There is no such thing as a too common plant...

Glowing white snowberries in the forests of the Pacific Northwest.
While diving into the history of gardens and gardening here in Pacific Northwest, I constantly bump into old plant friends from the other side of the Atlantic. Little did I know how many of them originate from this area, and how already two centuries ago their seeds were exported by adventurous plant hunters to Europe and sold for high prices for the stateliest of gardens there. It is interesting to read how Mahonias, for example, were imported from nurseries in the eastern parts of the US until local nurseries started growing them here - all at the same time as they were happily carpeting the floors of the lush, evergreen forests of the area. And how they, together with another Pacific Northwest native, the flowering currant, Ribes sanguineum, were favorite messengers of spring in the English gardens of the Victorian era, long before the permanent Euro-American settlement took roots in the areas they came from.
Some of the Northwest natives have become so common in the gardens of Europe, that we seldom think where they came from. A good example is snowberry, Symphoricarpos albus, a humble and hardy member of the honeysuckle family that arrived to Swedish gardens during the second part of 19th century and became one of the trendiest garden plants from 1930s to 50s.

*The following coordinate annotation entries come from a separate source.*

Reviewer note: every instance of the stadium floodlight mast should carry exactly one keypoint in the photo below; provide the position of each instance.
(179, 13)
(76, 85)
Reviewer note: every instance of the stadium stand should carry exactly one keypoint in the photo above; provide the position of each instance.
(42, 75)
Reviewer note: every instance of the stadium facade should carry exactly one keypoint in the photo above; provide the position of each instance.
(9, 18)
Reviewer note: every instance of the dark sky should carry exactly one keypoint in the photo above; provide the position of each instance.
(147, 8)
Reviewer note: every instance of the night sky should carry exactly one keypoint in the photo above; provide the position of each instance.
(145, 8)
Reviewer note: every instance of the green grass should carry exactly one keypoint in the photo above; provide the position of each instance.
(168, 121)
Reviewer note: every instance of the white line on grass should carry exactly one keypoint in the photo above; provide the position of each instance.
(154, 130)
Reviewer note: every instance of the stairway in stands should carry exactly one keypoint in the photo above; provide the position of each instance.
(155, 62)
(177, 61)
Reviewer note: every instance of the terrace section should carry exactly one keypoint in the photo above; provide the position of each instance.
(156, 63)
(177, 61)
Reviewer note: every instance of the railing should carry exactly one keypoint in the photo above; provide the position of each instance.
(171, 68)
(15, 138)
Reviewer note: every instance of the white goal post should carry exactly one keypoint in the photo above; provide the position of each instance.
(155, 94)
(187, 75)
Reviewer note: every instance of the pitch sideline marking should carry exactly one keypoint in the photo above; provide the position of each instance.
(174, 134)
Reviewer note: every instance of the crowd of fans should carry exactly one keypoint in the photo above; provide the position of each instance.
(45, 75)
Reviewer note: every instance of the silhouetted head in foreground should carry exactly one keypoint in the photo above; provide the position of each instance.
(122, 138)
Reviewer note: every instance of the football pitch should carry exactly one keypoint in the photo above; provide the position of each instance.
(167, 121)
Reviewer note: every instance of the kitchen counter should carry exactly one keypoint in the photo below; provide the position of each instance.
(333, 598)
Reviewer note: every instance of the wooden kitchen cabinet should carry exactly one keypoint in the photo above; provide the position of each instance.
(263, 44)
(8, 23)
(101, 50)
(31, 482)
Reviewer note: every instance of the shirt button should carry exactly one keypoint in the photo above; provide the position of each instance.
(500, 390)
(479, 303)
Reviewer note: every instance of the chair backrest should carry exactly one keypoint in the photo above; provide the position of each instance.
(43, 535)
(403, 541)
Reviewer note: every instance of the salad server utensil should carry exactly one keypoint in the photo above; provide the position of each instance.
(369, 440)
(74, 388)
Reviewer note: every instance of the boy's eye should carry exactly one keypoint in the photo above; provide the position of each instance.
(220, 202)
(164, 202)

Today, it is considered almost a weed despite its actually quite distinguished history.
The snowberry was discovered in the Pacific Northwest by early American explorers Meriwether Louis and William Clark, who were commissioned by President Thomas Jefferson to find a river route from the eastern US to the Pacific Ocean. During their expedition in 1804-05, they collected seeds of hundreds of plants. Many of them were given to President Jefferson, who gave them to his nurseryman friend Bernard McMahon (after whom the Mahonia was later named). In 1812, McMahon presented Jefferson with several young snowberry plants. They were planted at Jefferson's home Monticello that became the first garden to grow them in America. Snowberries were famed for their slender stems and unusually white berries, and they became an instant success after being exported to England in 1817. From there, they rapidly spread to the finest gardens of continental Europe and Scandinavia.
In my garden in Sweden, there is a difficult spot where the garden makes transition into the surrounding parkland; a small slope, set against a group of young fir trees. Many times I have thought of planting there a clump of snowberries, being fond of the idea of the glowing white berries against the dark branches of the firs, but every time, I've written off them as far too boring and common. But as usual, the more you know about something, the more interesting it gets... and now I think that snowberries are exactly what I should grow in that spot. They will suit my 1930s house perfectly, and with their befitting origin and background, they'll be a wonderful reminder of these years in the Pacific Northwest.


Ruben said...

Tack för denna historia. Väldigt oväntat att det inte var en inhemsk Europeisk buske. Vi hade en dylik, som med fåglars hjälp hade slagit rot i berberishäcken. Sen ryckte jag upp, men hade jag vetat detta, hade jag tagit hand om den på ett bättre sätt! Att Jefferson var trädgårdsintresserad har alltid låtit så sympatiskt.
Ha det gott!
PS Fröerna är postade.

Garden Lily said...

I love the snowberry too, and keep a few in my garden which were growing "wild" on our property before it was developed. Although they have a tendency to form a thicket, not a single bush!